Environmentalists have moved away from opposing the Dakota Access Pipeline to working against the regulatory agency responsible for approving energy projects.
A group of environmentalists will announce a campaign Wednesday to stop the Federal Energy Regulatory Commission (FERC) from gaining new members needed for approving new natural gas pipelines and other projects. One of the activists spearheading the coalition is well-known anti-fracking campaigner, Josh Fox.
He and other activists want to “spotlight the growing national opposition” to new FERC appointments by the Trump administration, according to a media advisory explaining the new campaign.
FERC, which regulates the country’s natural gas pipeline projects, lost a key commission member, essentially preventing the agency from acquiring a quorum on contentious pipelines like DAPL.

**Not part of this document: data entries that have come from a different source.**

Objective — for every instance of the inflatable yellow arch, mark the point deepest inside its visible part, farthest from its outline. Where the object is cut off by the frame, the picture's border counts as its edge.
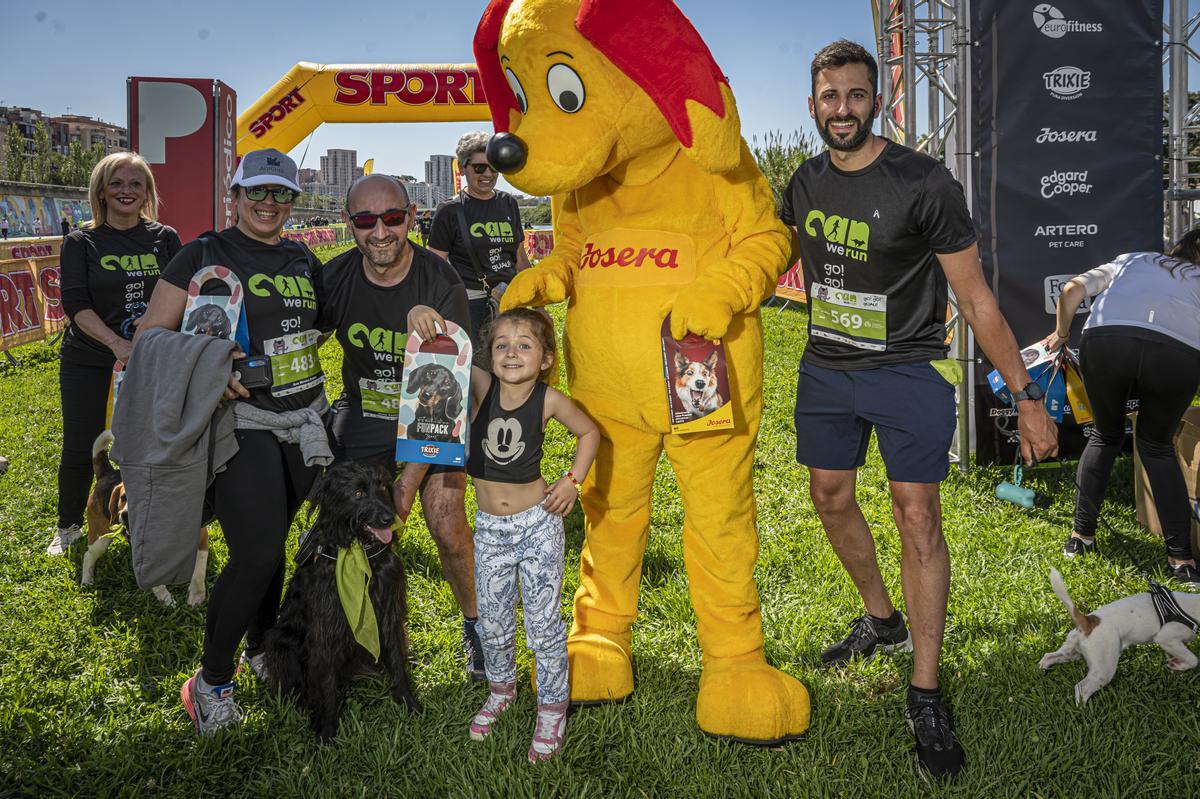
(311, 94)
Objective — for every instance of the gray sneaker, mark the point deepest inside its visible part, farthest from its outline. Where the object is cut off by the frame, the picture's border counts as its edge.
(257, 664)
(63, 540)
(211, 707)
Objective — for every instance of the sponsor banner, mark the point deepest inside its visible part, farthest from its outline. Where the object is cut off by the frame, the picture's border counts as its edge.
(311, 94)
(1062, 182)
(181, 126)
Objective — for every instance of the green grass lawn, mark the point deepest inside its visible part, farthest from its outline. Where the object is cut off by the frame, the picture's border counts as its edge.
(89, 677)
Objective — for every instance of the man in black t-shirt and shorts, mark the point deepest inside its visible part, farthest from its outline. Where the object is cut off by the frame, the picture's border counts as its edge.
(371, 298)
(880, 230)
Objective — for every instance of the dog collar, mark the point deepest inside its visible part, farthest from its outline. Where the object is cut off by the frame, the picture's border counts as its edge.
(1168, 607)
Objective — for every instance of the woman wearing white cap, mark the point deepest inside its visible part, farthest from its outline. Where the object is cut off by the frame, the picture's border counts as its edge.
(262, 487)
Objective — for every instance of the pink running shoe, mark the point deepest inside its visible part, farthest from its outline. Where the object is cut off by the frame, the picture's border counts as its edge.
(549, 733)
(497, 703)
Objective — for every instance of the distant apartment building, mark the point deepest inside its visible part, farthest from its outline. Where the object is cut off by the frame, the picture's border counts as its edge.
(339, 169)
(439, 174)
(88, 132)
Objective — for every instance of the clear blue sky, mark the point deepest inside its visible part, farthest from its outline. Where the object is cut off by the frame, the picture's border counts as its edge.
(77, 55)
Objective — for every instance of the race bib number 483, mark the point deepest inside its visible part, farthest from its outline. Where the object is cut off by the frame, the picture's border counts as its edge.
(294, 362)
(852, 318)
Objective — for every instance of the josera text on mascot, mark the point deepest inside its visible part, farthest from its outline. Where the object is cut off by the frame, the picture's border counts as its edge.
(618, 107)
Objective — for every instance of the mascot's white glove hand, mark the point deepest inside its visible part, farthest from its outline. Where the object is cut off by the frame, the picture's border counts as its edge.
(699, 310)
(534, 287)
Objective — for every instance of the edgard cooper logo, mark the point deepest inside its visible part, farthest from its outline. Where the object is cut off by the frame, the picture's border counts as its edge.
(1051, 23)
(1067, 82)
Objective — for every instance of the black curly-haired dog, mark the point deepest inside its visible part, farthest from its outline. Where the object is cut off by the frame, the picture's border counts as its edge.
(311, 653)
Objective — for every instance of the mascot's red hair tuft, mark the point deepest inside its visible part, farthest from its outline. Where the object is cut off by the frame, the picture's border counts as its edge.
(663, 54)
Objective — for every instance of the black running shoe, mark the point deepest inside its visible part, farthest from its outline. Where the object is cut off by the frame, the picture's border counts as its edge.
(1185, 574)
(472, 650)
(939, 754)
(1077, 546)
(867, 637)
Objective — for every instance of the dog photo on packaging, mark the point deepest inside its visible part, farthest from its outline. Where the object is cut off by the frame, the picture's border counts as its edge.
(1101, 636)
(322, 638)
(107, 508)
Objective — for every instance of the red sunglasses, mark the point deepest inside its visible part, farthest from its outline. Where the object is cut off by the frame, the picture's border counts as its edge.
(393, 217)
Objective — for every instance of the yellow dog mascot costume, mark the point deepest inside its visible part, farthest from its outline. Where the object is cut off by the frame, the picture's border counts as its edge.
(618, 107)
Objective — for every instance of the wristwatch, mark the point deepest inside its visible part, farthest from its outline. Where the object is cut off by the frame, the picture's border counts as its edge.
(1031, 391)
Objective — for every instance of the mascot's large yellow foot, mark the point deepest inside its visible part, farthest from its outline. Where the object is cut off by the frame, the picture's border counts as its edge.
(601, 667)
(745, 700)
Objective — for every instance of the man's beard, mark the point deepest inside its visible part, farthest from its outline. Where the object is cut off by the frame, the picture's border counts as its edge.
(852, 143)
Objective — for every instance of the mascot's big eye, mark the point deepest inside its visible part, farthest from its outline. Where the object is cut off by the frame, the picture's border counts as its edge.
(565, 88)
(517, 90)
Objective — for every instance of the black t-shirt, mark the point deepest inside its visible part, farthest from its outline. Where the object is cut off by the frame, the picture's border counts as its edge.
(869, 241)
(496, 233)
(371, 323)
(280, 306)
(112, 272)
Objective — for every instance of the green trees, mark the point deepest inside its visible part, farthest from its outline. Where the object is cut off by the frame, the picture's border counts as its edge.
(779, 155)
(15, 154)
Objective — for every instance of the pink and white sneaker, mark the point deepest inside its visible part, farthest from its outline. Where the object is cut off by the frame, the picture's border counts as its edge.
(549, 732)
(497, 703)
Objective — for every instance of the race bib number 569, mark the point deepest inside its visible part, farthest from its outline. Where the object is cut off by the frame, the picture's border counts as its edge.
(853, 318)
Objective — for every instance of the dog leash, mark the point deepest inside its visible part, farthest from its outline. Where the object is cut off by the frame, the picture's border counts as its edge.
(1168, 607)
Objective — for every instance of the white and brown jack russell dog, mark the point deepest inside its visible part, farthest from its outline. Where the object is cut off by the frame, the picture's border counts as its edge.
(1159, 616)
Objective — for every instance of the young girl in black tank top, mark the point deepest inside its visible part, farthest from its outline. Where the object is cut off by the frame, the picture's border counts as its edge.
(519, 528)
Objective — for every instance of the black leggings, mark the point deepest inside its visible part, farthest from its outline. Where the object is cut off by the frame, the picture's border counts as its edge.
(256, 499)
(83, 388)
(1120, 364)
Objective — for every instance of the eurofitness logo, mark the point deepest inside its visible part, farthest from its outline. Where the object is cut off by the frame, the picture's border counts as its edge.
(1065, 137)
(1051, 23)
(1067, 82)
(1066, 182)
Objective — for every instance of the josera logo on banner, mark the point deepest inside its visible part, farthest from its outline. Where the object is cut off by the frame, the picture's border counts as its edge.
(185, 128)
(1067, 101)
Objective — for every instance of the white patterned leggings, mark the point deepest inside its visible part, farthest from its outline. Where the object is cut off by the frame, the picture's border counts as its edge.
(527, 545)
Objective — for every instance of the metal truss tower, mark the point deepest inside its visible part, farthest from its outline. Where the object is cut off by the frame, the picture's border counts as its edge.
(1182, 131)
(924, 67)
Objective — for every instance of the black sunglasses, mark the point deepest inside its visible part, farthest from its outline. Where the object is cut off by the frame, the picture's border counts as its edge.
(393, 217)
(258, 193)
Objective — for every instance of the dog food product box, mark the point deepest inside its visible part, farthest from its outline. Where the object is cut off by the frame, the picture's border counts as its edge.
(697, 383)
(435, 398)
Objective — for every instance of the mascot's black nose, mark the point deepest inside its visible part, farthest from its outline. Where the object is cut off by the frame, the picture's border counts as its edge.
(507, 152)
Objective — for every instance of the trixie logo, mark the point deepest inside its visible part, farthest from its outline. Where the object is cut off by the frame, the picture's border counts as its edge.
(595, 258)
(288, 103)
(409, 86)
(1063, 137)
(1066, 182)
(1067, 82)
(1051, 23)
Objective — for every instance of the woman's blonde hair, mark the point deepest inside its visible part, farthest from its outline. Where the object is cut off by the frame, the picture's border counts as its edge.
(103, 173)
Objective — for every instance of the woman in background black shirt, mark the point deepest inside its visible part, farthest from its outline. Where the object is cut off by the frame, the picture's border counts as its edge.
(107, 274)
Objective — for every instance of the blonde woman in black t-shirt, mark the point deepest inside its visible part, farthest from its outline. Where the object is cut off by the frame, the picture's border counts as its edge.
(107, 272)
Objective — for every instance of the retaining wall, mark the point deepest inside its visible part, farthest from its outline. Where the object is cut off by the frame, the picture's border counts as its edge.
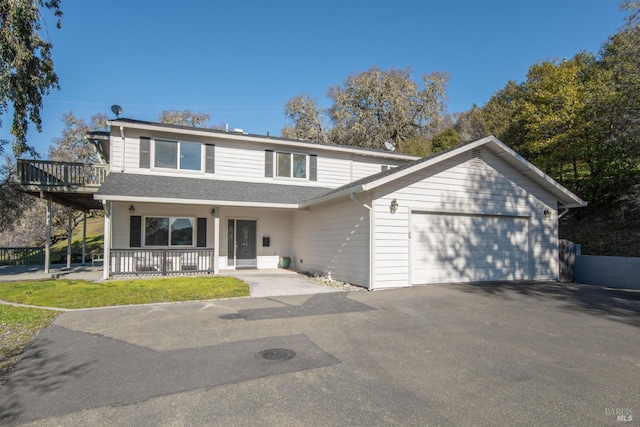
(615, 272)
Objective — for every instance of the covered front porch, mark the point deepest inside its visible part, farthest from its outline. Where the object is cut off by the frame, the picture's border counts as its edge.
(68, 184)
(145, 238)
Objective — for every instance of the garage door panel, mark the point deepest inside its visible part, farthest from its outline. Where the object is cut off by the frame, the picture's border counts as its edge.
(448, 248)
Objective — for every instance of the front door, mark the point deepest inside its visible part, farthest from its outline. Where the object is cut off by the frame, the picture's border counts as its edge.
(245, 243)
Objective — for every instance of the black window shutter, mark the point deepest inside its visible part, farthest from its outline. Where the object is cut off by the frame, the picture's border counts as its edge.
(145, 152)
(135, 231)
(313, 167)
(202, 233)
(268, 163)
(210, 158)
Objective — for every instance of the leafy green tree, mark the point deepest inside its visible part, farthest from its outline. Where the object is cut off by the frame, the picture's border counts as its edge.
(26, 67)
(417, 146)
(446, 139)
(306, 116)
(184, 118)
(470, 125)
(375, 108)
(72, 145)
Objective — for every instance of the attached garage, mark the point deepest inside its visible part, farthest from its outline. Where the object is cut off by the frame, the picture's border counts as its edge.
(449, 247)
(477, 212)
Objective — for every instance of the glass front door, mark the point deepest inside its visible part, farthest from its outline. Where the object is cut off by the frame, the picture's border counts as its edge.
(242, 236)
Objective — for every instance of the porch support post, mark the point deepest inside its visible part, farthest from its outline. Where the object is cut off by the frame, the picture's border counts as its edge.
(69, 233)
(47, 245)
(84, 236)
(216, 241)
(106, 263)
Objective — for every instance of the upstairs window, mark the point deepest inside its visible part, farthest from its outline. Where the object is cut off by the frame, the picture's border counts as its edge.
(178, 155)
(290, 165)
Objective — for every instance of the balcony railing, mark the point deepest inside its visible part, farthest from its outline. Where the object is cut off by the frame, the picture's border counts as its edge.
(161, 261)
(21, 256)
(61, 174)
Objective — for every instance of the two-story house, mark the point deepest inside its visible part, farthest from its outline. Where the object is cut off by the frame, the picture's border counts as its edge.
(183, 199)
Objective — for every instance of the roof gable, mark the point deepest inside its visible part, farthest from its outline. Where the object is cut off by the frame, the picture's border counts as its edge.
(563, 195)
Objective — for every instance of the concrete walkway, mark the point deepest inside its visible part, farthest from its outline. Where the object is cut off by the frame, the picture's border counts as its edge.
(278, 282)
(512, 354)
(263, 283)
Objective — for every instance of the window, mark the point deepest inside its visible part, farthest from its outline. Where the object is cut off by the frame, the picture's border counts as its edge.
(167, 231)
(178, 155)
(291, 165)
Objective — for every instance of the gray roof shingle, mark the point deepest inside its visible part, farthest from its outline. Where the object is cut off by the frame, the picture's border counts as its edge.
(182, 188)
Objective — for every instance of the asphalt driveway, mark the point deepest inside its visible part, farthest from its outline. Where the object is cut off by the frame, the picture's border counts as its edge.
(492, 354)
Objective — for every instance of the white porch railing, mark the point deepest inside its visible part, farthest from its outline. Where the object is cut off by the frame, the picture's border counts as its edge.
(160, 261)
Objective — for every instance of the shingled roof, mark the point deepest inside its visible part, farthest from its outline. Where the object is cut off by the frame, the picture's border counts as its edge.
(121, 186)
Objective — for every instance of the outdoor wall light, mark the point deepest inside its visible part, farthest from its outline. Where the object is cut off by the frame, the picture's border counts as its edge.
(393, 207)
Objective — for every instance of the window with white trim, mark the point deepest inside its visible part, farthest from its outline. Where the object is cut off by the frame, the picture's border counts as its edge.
(291, 165)
(168, 231)
(177, 155)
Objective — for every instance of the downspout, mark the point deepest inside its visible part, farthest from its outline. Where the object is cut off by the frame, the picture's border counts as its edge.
(123, 140)
(371, 247)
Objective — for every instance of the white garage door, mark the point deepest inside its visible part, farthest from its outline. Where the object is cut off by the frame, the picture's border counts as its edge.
(464, 248)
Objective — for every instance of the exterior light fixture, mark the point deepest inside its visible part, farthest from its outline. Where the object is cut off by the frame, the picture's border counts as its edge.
(393, 207)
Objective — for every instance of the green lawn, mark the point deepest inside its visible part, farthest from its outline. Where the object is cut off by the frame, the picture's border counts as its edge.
(65, 293)
(18, 325)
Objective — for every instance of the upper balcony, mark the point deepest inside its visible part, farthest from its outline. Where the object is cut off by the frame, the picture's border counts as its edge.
(66, 183)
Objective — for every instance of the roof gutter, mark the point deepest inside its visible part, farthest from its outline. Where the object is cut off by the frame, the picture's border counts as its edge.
(371, 240)
(360, 202)
(123, 147)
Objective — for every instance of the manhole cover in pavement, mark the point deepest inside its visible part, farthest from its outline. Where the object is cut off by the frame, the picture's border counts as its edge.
(276, 354)
(233, 316)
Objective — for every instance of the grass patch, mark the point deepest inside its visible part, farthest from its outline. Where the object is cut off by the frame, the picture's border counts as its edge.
(64, 293)
(18, 326)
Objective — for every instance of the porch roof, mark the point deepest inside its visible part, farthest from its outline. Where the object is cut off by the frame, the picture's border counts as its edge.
(167, 189)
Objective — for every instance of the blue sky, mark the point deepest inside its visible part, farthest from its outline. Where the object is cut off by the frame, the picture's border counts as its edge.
(241, 60)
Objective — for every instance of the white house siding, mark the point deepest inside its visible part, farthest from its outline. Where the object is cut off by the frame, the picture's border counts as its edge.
(240, 160)
(461, 185)
(333, 240)
(273, 223)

President Donald Trump elevated a member to head FERC, causing the demoted member to retire and leave the committee with only two panelists. The White House has yet to land on a nominee to replace the outgoing Obama-appointed chairman.
Trump’s decision to approve the highly contentious Dakota Access Pipeline in North Dakota prompted environmentalists to attack nearly every ongoing pipeline project under discussion. They’ve now turned their ire toward the short-handed agency.
“Currently, only two out of five commissioner positions are filled at FERC, which means the administration would greatly impact FERC’s direction with new appointments,” the group’s memo notes. “Activists will outline the push against any new FERC commissioners and highlight the concerns with FERC’s regulatory oversight.”
Activists have tried for months using direct action to prevent oil projects like the DAPL from being constructed. They have even called on banks and investment groups to halt any and all monetary backing of the company responsible for constructing the DAPL.
Congressional Republicans and energy analysts don’t appear concerned about Fox’s efforts.
“Republican control of both the White House and Congress – not to mention changes made last year to the Senate rules for considering nominees – means nominees face a much easier path to confirmation,” Robert Dillon, vice president of the free-market American Council for Capital Formation, wrote Monday in an editorial.